Alors notre besogne sera allé­gée dans toute la mesure où les col­la­bo­ra­tions seront plus actives ; le jour­nal sera plus com­plet, plus vivant ; il aura plus de chances de se dif­fu­ser, de rem­plir sa mis­sion édu­ca­tive, de répondre au but de pro­pa­gande qui lui est assigné.

Le rêve serait pour nous que les écrits de source diverse s’in­sèrent à leur place dans les colonnes et consti­tuent un ensemble har­mo­nieux, un bloc homo­gène ; mais ceci n’est pas réa­li­sable d’emblée. Et nous savons tous com­bien le fait de lais­ser les textes prendre place pêle-mêle dans un jour­nal nuit à sa qua­li­té et à sa tenue et va à l’en­contre de l’objectif.

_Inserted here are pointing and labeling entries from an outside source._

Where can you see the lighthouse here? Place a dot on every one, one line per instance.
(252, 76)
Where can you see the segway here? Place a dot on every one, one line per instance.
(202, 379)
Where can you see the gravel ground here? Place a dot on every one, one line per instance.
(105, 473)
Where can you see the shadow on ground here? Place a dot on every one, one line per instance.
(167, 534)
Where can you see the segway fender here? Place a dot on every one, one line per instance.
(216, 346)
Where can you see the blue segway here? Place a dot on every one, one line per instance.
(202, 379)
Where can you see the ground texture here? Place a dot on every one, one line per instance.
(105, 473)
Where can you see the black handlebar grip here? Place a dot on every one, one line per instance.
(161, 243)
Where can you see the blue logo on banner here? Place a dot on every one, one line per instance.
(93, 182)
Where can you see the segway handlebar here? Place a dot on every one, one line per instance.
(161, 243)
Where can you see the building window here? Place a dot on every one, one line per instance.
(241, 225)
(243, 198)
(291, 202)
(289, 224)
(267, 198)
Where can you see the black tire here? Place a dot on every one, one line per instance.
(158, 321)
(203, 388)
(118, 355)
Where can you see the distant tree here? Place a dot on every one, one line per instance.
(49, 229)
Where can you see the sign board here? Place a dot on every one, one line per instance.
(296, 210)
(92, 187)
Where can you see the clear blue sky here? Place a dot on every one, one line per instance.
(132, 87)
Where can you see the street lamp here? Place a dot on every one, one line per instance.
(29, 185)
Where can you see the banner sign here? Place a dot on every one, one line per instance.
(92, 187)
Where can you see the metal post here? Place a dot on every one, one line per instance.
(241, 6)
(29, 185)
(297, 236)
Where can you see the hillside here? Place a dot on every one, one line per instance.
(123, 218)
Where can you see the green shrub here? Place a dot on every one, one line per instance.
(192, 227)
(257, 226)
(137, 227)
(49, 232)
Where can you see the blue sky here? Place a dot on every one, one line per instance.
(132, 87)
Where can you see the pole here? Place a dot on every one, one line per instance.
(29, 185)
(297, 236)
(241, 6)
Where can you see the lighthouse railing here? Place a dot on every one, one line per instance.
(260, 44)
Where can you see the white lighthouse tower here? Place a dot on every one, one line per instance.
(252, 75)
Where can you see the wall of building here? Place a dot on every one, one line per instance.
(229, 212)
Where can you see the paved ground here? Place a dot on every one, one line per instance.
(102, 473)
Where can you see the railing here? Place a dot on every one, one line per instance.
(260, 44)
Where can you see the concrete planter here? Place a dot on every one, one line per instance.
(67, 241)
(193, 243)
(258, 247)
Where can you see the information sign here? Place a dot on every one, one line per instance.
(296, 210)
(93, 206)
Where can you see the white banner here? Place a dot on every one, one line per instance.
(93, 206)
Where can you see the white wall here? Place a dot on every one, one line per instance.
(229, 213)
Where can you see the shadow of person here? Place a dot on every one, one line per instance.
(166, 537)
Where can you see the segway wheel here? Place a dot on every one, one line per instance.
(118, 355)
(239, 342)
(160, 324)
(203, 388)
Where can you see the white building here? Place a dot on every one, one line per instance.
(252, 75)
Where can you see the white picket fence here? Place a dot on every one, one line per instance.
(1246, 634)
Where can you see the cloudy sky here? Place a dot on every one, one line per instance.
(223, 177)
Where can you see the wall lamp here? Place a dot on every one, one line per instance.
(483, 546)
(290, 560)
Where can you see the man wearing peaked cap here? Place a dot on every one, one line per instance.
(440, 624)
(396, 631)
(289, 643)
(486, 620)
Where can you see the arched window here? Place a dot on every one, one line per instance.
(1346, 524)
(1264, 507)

Nous serons donc ame­nés, mal gré que nous en ayons, à tailla­der, à retou­cher, à éla­guer des copies pour en appro­prier le conte­nu au cadre du jour­nal et pour le rendre uti­li­sable. Nous nous en excu­sons à l’a­vance en sou­hai­tant que cela se pro­duise le moins sou­vent pos­sible, car ce genre de tra­vail n’est pas un plai­sir et il peut nous prendre un temps précieux.

Aus­si recom­man­de­rons-nous à nos col­la­bo­ra­teurs de sur­veiller par­ti­cu­liè­re­ment leur plume, de dire ce qu’ils veulent dire de la façon la plus concise ; de tenir compte qu’ils n’é­crivent pas pour eux-mêmes, mais pour des lec­teurs qu’il faut trai­ter en amis et avec res­pect ; de tenir compte éga­le­ment que la tech­nique du jour­nal auquel ils apportent leur col­la­bo­ra­tion peut être influen­cée fâcheu­se­ment par le lais­ser-aller d’une copie illi­sible ou mal pré­sen­tée sur des feuillets écrits sur deux côtés ; bref, de se péné­trer de l’es­prit du tra­vail en col­lec­ti­vi­té qui exige que la tâche de l’un ne retombe pas sur l’autre. C’est une ques­tion de dis­ci­pline individuelle.

Quant à nous, qui assu­mons la tâche ingrate de faire, ce qu’en terme de métier on appelle la « cui­sine du canard », nous croyons pou­voir comp­ter sur l’es­prit de cama­ra­de­rie de tous et nous consi­dé­rer comme à l’a­bri de ces crises d’a­mour-propre frois­sé, de ces mes­quines cri­tiques et de ces ineptes débla­té­ra­tions qui nous lais­se­raient d’ailleurs tout à fait insen­sibles du moment que nous aurions conscience de faire bien. Mais par contre nous prê­te­rons l’o­reille la plus atten­tive aux sug­ges­tions, aux conseils, aux cri­tiques même, dès lors qu’ils seront l’in­dice sin­cère de bonnes volon­tés ten­dues vers le mieux.